SSD Life Expextancy

atifpolitici

Honorable
May 24, 2018
140
3
10,585
Hello,

I record a lot of videos on my PC, though the Xbox app on Windows 10.

My question is that, my SSD total host writes are approaching 1500GB with 94 percent total health.

It’s been less than a year since, I have had possoession of this drive why has the health gone done very quick?
 
Which SSD model do you have?
It depends of the quality of the SSD, since the flash memory life expectancy varies by device.
I had SSDs died on me after 800TB, without warning.
I do have a Corsair that passed 1050TB and it keeps warning me and I just waiting for it to die.
 


"1500GB".
I think we have a miscommunication here.
1500GB is only 1.5TB. Trivial....


Please post a screencap of what is telling you this.
 


I've had hard drives die at the 5 week point. other, still running after 20 years.

The only SSD I've had issues with is a 6 year old Kingston 120GB.
Read speeds are still fine, write speed had reduced to ~1/3 of original.
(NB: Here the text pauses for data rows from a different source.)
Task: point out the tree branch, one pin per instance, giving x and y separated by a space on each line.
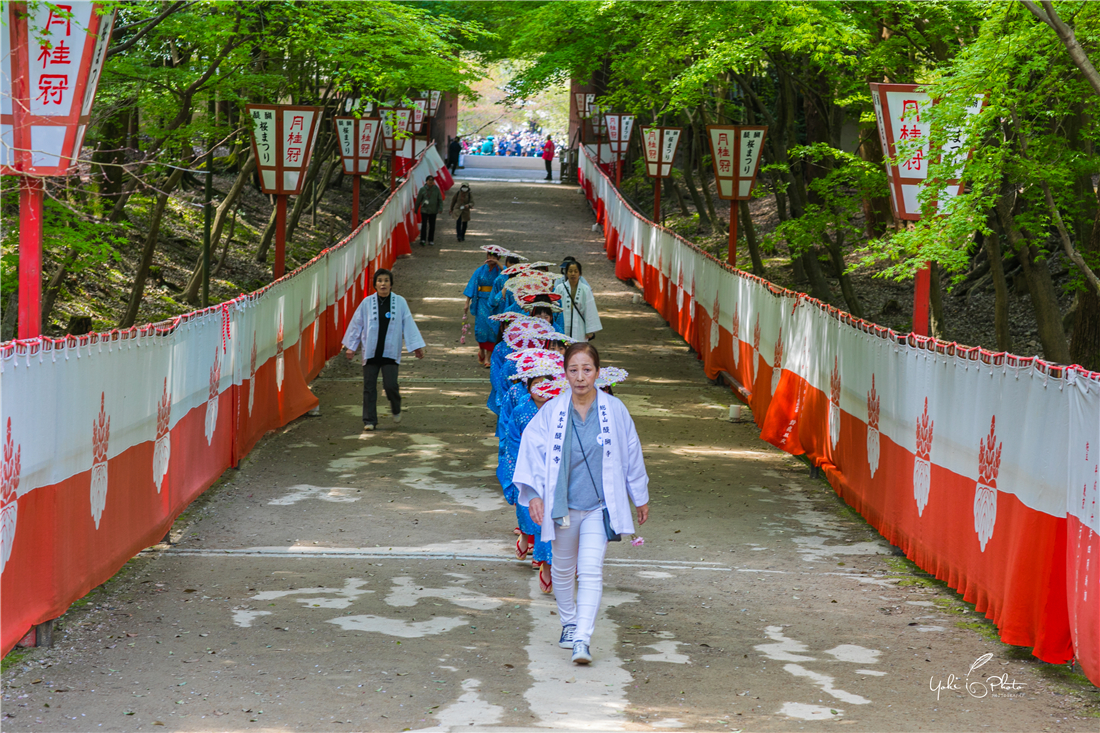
1048 15
150 24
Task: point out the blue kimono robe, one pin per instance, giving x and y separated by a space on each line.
479 290
523 408
498 379
498 297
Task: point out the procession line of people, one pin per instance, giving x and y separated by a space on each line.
569 457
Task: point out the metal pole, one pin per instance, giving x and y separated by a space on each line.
207 217
733 233
30 258
657 200
279 234
354 201
921 292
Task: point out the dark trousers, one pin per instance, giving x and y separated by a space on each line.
371 391
428 227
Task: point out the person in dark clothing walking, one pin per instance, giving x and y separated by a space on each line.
429 199
453 151
548 156
380 325
461 203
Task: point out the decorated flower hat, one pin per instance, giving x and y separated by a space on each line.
495 249
550 389
611 376
538 362
508 316
516 270
529 302
520 337
530 281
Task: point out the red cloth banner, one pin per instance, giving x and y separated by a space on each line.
915 434
90 477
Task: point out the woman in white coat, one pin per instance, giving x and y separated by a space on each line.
579 469
578 305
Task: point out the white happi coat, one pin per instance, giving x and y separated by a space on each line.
583 318
624 474
363 329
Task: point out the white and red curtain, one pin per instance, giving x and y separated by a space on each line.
981 468
108 437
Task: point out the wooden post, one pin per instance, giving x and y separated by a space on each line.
921 291
657 200
354 201
30 258
733 233
279 234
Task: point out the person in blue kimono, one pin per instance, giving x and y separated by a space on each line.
499 297
479 293
524 407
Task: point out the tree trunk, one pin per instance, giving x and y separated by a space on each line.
697 138
315 165
265 239
689 163
670 186
992 245
146 259
50 296
750 236
224 250
1085 346
228 204
937 320
835 248
10 318
1040 286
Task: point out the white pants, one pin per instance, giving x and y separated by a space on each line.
579 551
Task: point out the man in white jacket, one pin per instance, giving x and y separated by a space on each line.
380 325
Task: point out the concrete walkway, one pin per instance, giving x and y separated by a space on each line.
342 581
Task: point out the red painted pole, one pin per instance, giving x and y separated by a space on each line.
279 236
354 203
733 233
30 258
921 292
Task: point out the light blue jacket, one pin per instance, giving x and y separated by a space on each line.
363 329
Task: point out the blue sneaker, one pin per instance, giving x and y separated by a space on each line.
567 636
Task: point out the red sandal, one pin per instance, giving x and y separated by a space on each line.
546 586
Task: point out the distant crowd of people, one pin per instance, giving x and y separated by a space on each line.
520 144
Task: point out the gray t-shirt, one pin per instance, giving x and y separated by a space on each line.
582 493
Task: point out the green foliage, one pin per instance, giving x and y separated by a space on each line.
83 242
837 197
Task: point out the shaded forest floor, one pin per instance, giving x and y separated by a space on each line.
969 317
101 293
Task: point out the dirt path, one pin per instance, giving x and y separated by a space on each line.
342 581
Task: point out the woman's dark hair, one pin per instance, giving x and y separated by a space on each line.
581 347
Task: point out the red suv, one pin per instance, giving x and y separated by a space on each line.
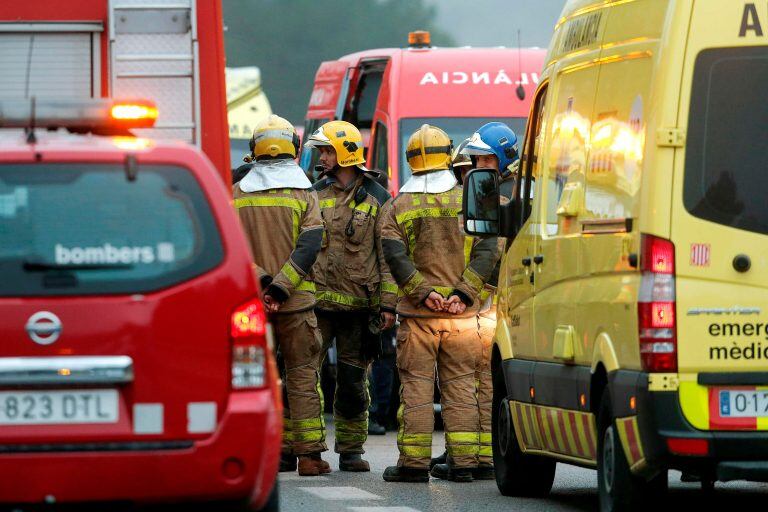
135 361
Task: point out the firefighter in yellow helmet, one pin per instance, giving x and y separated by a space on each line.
280 214
461 165
441 273
356 295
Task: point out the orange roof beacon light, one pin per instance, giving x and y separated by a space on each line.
419 39
139 114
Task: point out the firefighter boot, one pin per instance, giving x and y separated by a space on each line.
484 472
312 465
287 462
448 472
440 459
353 462
405 474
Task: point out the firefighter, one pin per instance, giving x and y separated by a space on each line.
441 273
281 217
356 295
485 155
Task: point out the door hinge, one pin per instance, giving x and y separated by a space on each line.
670 137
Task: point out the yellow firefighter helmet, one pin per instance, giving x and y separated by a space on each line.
274 137
345 139
429 149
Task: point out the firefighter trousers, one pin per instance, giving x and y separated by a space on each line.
484 381
351 398
454 344
299 342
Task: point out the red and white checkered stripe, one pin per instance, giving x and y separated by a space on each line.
700 255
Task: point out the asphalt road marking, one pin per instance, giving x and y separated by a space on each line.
382 509
290 477
341 493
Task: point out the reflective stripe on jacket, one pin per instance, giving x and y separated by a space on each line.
426 250
350 271
284 229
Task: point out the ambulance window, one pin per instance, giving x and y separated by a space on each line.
365 103
380 161
86 230
725 170
531 162
308 158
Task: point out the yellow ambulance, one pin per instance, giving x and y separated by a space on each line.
633 306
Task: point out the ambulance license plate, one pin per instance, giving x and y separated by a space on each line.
58 407
743 404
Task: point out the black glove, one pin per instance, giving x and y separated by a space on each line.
371 348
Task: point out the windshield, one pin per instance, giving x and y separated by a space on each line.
724 182
85 229
457 128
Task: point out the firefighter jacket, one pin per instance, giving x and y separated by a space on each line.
350 271
284 230
426 250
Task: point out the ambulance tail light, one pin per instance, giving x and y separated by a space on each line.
248 330
682 446
656 306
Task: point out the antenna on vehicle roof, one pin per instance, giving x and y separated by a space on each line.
31 139
520 89
30 130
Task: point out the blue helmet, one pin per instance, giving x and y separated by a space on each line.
494 139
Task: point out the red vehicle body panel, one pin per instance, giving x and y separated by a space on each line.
213 107
430 82
178 338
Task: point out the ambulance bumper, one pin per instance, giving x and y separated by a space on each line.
722 455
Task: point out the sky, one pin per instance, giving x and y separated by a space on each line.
495 22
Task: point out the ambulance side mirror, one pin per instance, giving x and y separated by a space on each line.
481 207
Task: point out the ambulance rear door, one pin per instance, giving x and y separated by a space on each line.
719 221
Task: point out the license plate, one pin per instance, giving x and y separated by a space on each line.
743 404
58 407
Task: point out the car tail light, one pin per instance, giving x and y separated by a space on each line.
248 330
656 306
682 446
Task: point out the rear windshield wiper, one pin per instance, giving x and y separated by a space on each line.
41 266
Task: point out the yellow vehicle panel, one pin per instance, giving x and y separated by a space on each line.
722 313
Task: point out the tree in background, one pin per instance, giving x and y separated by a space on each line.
288 39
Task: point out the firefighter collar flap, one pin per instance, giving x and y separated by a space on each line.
274 174
435 182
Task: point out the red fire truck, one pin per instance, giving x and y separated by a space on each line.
168 51
388 93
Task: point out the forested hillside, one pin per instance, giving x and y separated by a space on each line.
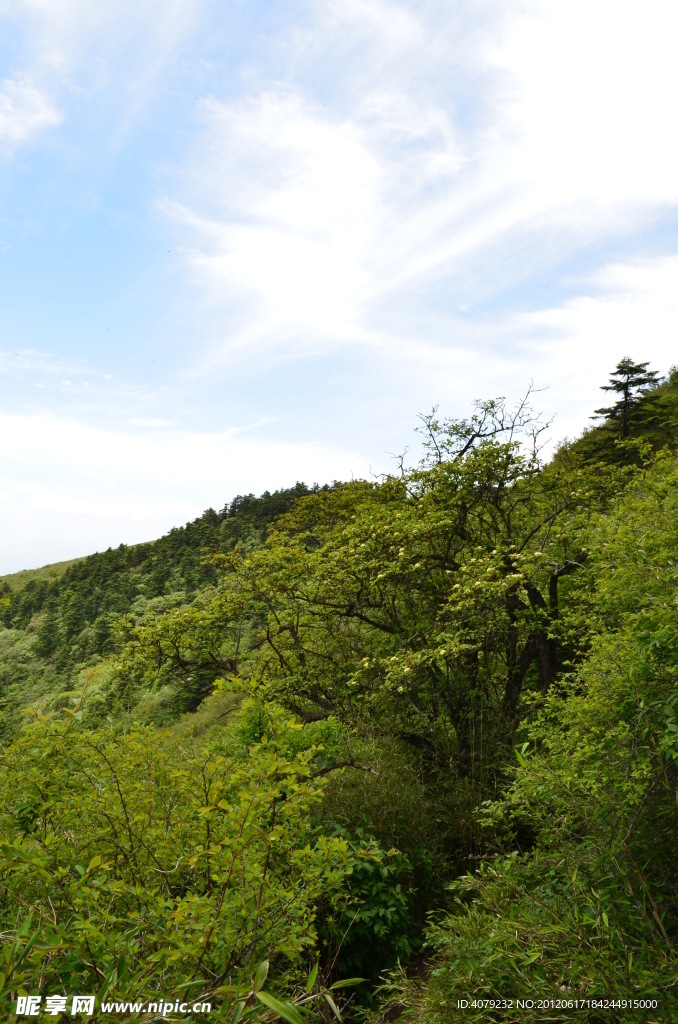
420 731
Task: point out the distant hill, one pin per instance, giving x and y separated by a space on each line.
16 581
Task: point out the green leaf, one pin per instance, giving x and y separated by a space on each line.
283 1010
311 978
332 1005
260 976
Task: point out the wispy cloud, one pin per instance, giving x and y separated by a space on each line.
106 486
456 153
25 111
67 49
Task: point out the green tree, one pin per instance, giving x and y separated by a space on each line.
630 380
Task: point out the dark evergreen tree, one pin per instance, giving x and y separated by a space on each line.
629 380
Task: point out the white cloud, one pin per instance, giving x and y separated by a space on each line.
459 147
68 48
624 309
25 111
69 488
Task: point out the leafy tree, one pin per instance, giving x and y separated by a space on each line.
141 863
589 905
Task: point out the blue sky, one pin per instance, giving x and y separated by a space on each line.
246 243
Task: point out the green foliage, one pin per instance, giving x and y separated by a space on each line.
144 864
592 908
449 694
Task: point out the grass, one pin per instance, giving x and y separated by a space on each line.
18 580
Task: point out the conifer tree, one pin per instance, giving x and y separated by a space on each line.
629 380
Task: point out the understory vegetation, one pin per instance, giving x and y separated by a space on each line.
365 750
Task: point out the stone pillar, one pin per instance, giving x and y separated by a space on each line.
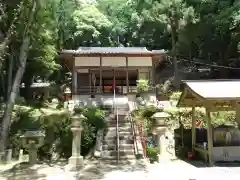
75 162
32 155
160 130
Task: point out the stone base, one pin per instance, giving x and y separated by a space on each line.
75 163
163 158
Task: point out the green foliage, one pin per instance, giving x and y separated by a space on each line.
175 96
185 116
143 116
152 154
57 126
142 85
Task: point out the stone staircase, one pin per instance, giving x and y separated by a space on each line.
110 146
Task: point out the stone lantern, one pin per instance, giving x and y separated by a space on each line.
67 94
75 162
160 128
32 140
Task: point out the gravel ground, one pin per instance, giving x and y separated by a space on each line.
95 170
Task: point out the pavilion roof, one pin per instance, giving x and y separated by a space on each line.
112 50
197 91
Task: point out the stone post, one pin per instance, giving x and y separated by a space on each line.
160 130
75 162
32 140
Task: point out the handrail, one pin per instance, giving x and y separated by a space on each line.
117 131
138 148
134 134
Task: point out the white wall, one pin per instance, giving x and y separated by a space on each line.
113 61
87 61
227 153
140 61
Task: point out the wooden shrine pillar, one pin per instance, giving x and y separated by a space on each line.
193 127
127 76
209 135
100 76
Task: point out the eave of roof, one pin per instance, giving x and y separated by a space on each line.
112 51
201 90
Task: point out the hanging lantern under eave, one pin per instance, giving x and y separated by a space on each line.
67 94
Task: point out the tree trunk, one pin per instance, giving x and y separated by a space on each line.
175 65
17 80
10 73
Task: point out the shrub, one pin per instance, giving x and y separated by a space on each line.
142 85
57 127
152 154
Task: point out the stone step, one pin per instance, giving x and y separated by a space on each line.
121 147
115 153
122 159
121 137
113 141
120 129
113 133
120 124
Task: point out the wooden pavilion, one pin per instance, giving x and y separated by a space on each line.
213 95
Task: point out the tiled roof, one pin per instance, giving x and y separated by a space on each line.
218 89
113 50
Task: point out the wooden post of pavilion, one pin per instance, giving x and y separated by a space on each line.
193 127
209 135
127 75
100 76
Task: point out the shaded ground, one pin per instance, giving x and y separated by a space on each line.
98 170
92 170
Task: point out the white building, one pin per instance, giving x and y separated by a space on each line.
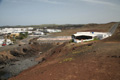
53 30
88 36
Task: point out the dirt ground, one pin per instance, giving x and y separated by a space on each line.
87 27
96 60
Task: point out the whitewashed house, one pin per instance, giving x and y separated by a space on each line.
88 36
53 30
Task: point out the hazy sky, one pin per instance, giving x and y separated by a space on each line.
35 12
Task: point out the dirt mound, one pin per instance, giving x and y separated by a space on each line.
23 51
70 61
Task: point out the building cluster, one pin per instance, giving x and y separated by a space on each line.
88 36
13 32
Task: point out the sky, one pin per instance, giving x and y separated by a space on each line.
36 12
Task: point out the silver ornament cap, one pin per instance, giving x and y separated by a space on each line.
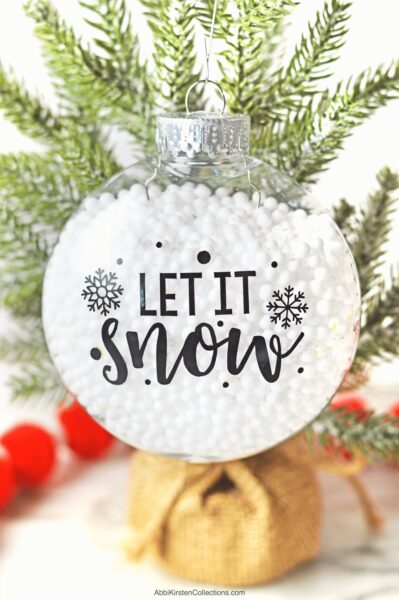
202 134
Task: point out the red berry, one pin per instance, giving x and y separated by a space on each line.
352 403
8 482
394 409
32 452
83 435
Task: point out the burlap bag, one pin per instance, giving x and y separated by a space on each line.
237 523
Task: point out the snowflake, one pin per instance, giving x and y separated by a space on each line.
101 291
287 307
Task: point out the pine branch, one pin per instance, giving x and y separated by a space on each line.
39 382
312 59
376 436
63 52
86 158
327 123
24 253
39 187
172 25
243 63
344 214
380 331
120 65
27 112
370 234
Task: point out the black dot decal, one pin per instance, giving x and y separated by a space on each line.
95 353
203 257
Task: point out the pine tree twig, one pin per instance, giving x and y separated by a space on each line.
380 331
172 25
331 120
376 436
27 112
317 51
344 214
372 228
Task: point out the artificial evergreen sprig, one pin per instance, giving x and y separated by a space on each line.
323 125
374 223
375 436
172 25
312 60
297 123
23 109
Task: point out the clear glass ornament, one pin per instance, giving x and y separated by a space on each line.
200 305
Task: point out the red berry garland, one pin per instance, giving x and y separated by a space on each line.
84 436
32 453
394 409
350 403
8 482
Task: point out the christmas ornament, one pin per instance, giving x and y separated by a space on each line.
32 452
85 437
8 483
200 306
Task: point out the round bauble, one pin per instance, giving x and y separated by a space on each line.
200 306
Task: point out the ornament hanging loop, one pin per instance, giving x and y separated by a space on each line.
205 82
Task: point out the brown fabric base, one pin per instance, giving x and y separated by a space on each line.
237 523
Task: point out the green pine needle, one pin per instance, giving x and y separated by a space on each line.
376 436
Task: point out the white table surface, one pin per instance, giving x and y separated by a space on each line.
66 543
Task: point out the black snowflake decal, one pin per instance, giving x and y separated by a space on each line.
288 307
102 291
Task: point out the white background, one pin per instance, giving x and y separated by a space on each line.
372 40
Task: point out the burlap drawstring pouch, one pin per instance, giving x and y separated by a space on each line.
237 523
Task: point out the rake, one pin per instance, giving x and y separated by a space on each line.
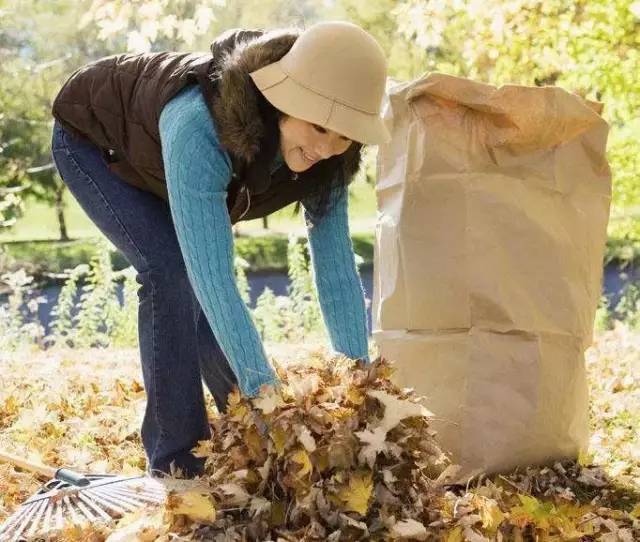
73 498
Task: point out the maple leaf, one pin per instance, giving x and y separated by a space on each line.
268 400
302 458
197 506
238 494
455 535
139 527
306 438
356 495
376 443
490 513
396 409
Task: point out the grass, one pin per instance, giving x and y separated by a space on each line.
39 220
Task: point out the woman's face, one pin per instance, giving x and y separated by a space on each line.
302 143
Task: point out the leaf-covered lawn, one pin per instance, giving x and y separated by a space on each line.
346 456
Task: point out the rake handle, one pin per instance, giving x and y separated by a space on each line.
64 475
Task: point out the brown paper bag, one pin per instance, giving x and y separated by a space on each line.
493 208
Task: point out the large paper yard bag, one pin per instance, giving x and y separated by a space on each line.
493 206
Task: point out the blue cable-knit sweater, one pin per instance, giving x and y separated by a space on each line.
198 172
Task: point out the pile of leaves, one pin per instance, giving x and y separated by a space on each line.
338 453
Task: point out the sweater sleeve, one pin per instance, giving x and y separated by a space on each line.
197 173
336 277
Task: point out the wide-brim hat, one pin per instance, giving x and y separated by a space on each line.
334 75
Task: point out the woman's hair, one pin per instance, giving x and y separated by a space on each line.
329 172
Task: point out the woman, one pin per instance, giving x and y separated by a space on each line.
165 151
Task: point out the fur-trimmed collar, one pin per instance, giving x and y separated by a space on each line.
245 127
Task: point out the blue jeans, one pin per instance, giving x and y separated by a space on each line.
177 345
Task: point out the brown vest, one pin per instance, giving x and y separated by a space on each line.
116 103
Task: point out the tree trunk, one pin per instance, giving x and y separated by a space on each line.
60 213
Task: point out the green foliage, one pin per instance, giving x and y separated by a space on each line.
269 316
302 292
63 332
624 157
18 329
602 320
297 315
628 308
125 328
98 302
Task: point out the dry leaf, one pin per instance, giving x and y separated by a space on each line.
409 528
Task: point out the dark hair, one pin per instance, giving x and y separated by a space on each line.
327 173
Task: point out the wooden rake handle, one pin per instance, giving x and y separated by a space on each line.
64 475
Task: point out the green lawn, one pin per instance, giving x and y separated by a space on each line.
39 220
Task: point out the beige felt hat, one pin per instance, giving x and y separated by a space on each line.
334 75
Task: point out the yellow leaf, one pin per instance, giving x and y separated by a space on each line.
455 535
490 514
268 399
279 438
302 457
196 506
355 396
356 495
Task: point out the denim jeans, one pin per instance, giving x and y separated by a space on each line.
177 345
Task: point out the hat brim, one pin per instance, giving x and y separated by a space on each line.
298 101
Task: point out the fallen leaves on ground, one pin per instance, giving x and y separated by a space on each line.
339 454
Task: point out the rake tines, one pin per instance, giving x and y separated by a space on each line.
79 500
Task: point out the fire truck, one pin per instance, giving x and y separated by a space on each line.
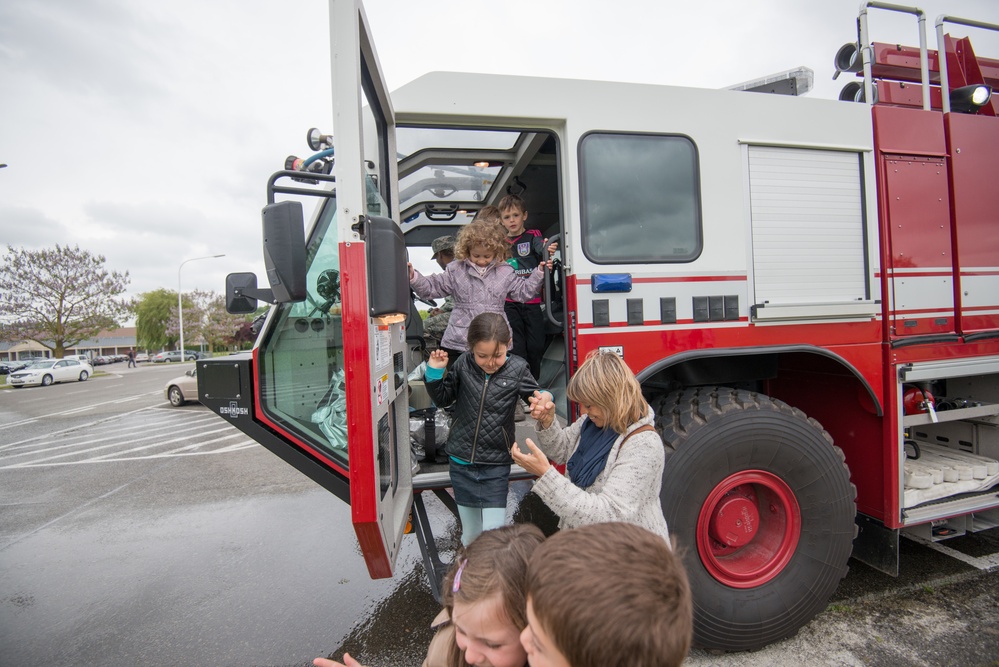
807 290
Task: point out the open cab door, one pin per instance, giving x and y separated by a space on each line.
374 291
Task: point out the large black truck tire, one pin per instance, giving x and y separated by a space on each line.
760 505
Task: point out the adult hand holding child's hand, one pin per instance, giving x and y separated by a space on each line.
438 359
533 460
347 662
542 407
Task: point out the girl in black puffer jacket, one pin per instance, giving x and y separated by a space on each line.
486 387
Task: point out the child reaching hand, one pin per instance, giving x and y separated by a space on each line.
479 280
486 386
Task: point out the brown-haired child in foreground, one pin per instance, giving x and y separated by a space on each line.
606 594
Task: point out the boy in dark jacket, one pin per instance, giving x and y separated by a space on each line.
486 386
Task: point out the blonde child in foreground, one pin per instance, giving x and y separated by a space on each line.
485 598
606 594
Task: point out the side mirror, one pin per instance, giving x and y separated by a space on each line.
238 290
386 249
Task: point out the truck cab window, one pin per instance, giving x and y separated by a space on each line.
640 198
302 364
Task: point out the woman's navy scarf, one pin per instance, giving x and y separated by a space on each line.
590 457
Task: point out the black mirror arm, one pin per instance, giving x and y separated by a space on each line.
255 293
548 297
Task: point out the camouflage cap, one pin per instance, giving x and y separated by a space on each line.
442 243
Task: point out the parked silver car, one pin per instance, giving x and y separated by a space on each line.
44 372
183 389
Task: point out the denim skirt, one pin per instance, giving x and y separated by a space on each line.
480 486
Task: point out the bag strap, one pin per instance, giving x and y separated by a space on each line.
640 429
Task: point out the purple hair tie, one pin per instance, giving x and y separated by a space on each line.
457 576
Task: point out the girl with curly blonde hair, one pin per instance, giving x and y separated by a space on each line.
479 280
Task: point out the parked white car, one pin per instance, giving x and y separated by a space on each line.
46 371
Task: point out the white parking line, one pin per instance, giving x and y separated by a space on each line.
69 412
76 451
148 429
65 430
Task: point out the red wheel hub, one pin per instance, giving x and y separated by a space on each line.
748 528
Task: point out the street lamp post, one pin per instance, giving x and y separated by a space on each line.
180 295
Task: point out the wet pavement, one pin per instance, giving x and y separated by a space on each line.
203 554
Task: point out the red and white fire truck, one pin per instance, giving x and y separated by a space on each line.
808 291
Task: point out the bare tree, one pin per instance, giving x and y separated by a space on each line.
59 297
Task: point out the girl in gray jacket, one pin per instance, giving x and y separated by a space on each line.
486 385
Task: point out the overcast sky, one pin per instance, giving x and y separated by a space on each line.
145 131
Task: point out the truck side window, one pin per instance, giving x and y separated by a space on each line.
640 198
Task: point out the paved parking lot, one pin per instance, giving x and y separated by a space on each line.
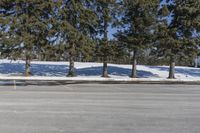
98 108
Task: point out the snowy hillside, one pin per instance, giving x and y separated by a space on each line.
59 69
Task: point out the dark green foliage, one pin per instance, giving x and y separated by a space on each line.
76 26
177 37
25 25
139 19
105 10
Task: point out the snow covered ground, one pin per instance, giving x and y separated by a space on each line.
10 68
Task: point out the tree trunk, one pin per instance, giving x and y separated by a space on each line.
71 72
105 69
134 65
172 68
27 66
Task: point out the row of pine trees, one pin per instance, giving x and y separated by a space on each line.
70 28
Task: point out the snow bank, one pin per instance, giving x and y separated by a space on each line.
93 71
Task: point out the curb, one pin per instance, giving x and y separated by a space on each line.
75 80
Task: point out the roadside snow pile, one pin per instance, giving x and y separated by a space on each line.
93 70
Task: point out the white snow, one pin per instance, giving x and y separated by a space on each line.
92 71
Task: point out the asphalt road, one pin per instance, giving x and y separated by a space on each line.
100 109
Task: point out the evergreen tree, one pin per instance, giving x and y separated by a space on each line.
77 21
139 17
175 38
25 24
105 10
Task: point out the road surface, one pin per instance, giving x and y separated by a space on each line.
98 108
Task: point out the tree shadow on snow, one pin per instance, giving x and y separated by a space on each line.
61 70
117 71
188 72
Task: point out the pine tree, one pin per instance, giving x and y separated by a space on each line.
77 21
105 10
24 21
139 17
175 38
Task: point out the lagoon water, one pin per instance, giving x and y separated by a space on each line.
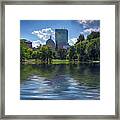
60 82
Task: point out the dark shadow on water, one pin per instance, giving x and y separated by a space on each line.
60 82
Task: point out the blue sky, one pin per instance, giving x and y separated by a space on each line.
39 31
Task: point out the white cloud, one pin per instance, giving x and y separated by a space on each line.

All the other SSD's in the house are still fine, some of them with similar power on hours and TBW as that Kingston.
 


Per the specs from Toshiba, that specific drive has a total write endurance of 60TB. Or, 55GB per day.

https://ssd.toshiba-memory.com/download/product-brief/OCZ_TR200_Product_Brief.pdf

That said, I've had three OEM Toshiba NVMe drives fail on me in a Dell Precision. I replaced it with a Samsung retail. So, Toshiba SSD are officially on my "do not buy" list of drives to choose from. YMMV
 
It's actual performance Sir, is pretty good so far. But I became worried, that my drive reached 94 percent health in less than a year. It's my main file for the OS and its lightening fast as far as the performance goes.
 


The 6x SSD's in my system, which has been SSD only for 3+ years...only reaches to ~50TBW total. All of them combined.

Don't stress.
 
Thanks, I always prefer and trust Samsung because it's an well established brand and has been around for an immensly long period of time. I will keep up with my weekly backup routine, so would it be wise then to keep monitoring the SSD in the meanwhile?

Thank You!
 
Spot the weak sister:
ZEmy8eJ.png
 


With any drive, SSD or HDD, you should be prepared for it to die at any moment.
It may last another 5 years, it may die tomorrow.